Faced with a desecrator like Molière, who managed (and manages) to make people laugh by ridiculing misers, misanthropes and above all money-hungry doctors, one cannot speak of a “sacred” text, it would be a contradiction. For this reason, the operation of Stefano Chiodi (director) and Angela Dematté (adaptor and translator) with «The Imaginary Patient» (which concluded its tour in the historic location of the Piccolo Teatro) is pertinent and intelligent, faithful and sincere as well as innovative and open. At the same time it is classic, modern and contemporary, it adds in tones and visions rather than in words, it does not open with the rural prologue but with a German cabaret “ballet” of the 1930s (which, like Molière, had lost the favor of power), acting as a calling card to enter everything that follows.
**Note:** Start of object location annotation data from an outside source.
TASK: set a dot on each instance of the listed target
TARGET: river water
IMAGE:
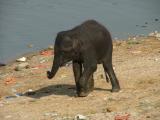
(36, 22)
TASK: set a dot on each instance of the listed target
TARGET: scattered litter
(52, 114)
(50, 47)
(30, 45)
(18, 94)
(10, 80)
(39, 66)
(63, 76)
(136, 52)
(156, 59)
(8, 116)
(13, 90)
(80, 117)
(22, 66)
(46, 53)
(122, 117)
(2, 64)
(10, 97)
(31, 92)
(22, 59)
(155, 34)
(42, 61)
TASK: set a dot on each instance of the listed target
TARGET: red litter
(122, 117)
(47, 52)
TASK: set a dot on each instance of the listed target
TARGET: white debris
(22, 59)
(80, 117)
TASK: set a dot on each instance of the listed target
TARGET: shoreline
(136, 64)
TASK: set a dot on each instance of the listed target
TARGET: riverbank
(26, 93)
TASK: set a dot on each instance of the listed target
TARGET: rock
(2, 64)
(30, 45)
(22, 66)
(156, 19)
(52, 114)
(8, 116)
(80, 117)
(10, 97)
(22, 59)
(50, 47)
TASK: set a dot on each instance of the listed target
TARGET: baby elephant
(86, 46)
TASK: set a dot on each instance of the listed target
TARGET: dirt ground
(27, 94)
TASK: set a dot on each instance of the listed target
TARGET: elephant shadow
(59, 89)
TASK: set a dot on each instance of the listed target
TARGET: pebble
(8, 116)
(80, 117)
(22, 59)
(50, 47)
(22, 66)
(52, 114)
(30, 46)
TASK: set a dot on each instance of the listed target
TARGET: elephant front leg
(77, 70)
(86, 81)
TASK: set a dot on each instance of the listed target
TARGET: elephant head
(65, 50)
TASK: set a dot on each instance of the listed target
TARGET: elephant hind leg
(109, 70)
(91, 83)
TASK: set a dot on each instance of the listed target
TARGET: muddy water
(35, 23)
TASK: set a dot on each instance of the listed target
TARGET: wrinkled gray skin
(86, 46)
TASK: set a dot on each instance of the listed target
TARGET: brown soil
(137, 66)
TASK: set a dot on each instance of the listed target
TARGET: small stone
(30, 46)
(52, 114)
(156, 59)
(156, 19)
(31, 92)
(22, 66)
(80, 117)
(50, 47)
(22, 59)
(101, 76)
(42, 61)
(148, 116)
(8, 116)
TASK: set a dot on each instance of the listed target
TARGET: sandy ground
(29, 95)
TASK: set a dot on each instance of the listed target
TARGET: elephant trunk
(55, 67)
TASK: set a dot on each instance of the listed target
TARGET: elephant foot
(115, 90)
(49, 75)
(83, 94)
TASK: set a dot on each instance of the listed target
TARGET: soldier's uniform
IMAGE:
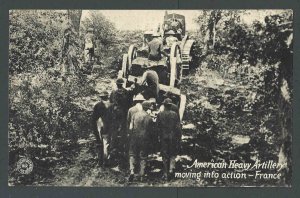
(139, 132)
(170, 39)
(119, 107)
(136, 108)
(168, 124)
(101, 124)
(89, 45)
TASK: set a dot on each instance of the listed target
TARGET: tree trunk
(74, 17)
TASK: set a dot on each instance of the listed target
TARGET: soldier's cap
(167, 101)
(156, 34)
(167, 94)
(104, 94)
(152, 100)
(146, 105)
(120, 81)
(170, 32)
(90, 29)
(139, 97)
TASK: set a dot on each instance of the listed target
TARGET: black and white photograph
(150, 98)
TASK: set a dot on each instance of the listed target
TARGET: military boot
(131, 168)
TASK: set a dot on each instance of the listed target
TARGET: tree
(70, 47)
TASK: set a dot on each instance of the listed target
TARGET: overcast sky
(149, 19)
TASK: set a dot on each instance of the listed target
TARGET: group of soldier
(125, 119)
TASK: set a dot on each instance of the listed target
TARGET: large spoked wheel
(175, 64)
(132, 54)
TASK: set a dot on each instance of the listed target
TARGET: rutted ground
(212, 129)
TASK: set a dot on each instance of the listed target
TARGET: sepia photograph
(150, 98)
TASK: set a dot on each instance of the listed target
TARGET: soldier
(174, 107)
(156, 48)
(170, 38)
(100, 125)
(120, 102)
(150, 84)
(137, 107)
(168, 124)
(89, 45)
(139, 131)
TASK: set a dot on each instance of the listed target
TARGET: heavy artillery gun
(170, 68)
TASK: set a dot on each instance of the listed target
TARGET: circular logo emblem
(25, 166)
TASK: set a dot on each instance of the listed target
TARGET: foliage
(35, 39)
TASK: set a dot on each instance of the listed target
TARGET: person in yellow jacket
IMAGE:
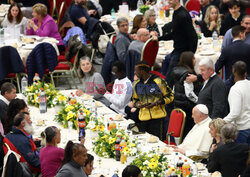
(150, 95)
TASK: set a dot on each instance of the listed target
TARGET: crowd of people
(217, 111)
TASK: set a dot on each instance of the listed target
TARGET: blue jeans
(243, 137)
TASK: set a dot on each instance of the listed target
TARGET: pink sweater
(51, 158)
(48, 28)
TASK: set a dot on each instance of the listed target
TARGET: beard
(28, 128)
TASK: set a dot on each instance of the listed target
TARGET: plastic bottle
(24, 84)
(81, 125)
(43, 102)
(113, 13)
(194, 169)
(186, 168)
(117, 148)
(139, 4)
(215, 39)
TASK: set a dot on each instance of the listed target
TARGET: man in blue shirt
(228, 38)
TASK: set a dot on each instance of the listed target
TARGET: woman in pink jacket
(43, 25)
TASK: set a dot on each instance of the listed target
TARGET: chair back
(193, 5)
(132, 58)
(42, 57)
(177, 123)
(112, 38)
(61, 6)
(149, 51)
(10, 62)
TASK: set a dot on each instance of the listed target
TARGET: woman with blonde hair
(215, 126)
(43, 24)
(211, 23)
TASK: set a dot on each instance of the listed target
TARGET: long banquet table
(104, 166)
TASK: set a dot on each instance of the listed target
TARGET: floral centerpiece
(104, 144)
(70, 112)
(151, 164)
(53, 96)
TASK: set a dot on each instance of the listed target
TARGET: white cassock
(198, 139)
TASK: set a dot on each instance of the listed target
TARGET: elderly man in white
(198, 140)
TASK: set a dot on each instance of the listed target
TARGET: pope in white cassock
(198, 140)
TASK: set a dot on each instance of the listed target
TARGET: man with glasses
(122, 40)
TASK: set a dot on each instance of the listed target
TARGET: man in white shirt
(122, 89)
(198, 140)
(239, 102)
(8, 93)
Argante (a Tindaro Granata in full expressive maturity, capable of capturing every nuance of the character) instead of between the traditional bed and desk, moves between the bathtub and the toilet, symbol and truth of his transition from an enema to a purge and vice versa, while from above (a “healthcare” scene by Guido Buganza) looms a chandelier made of syringes and container vases. Starting from scholars who saw in Argante a possible symbiosis with the author (who died in 1673 after an illness during the fourth performance of the comedy), in crisis because he had lost the favor of Louis XIV, the show manages to transmute the two into each other and vice versa. Thus the cry “I am the sick man!” becomes the claim of the author’s and his art’s right to exist and the addition of Molière’s plea to the king is a logical and pertinent consequence.
The show never loses its lightness between Doctor Purgone and his colleague Diarrhea, between the love story of his daughter Angelica and the ability of the servant Tonina (an excellent Francesca Porrini) to reveal the plots of Belina, Argante’s second wife. And the cunning of predatory doctors brings us back today to all the controversies surrounding pharmaceutical companies.
Alongside the Messina (from Tindari) Granata and Porrini, a solid and good cast. Emanuele Arrigazzi (the various doctors) and Alessia Spinelli (Belina) are comedians with an effective sense of proportion, well supported by Angelo Di Genio (Argante’s brother), Nicola Ciaffoni (Cleante), Emilia Tiburzi (Angelica) and Elisa Grilli (Diarroico jr). Production of the Brescia Theater Center with Lugano Arte e Cultura and Viola productions Rome.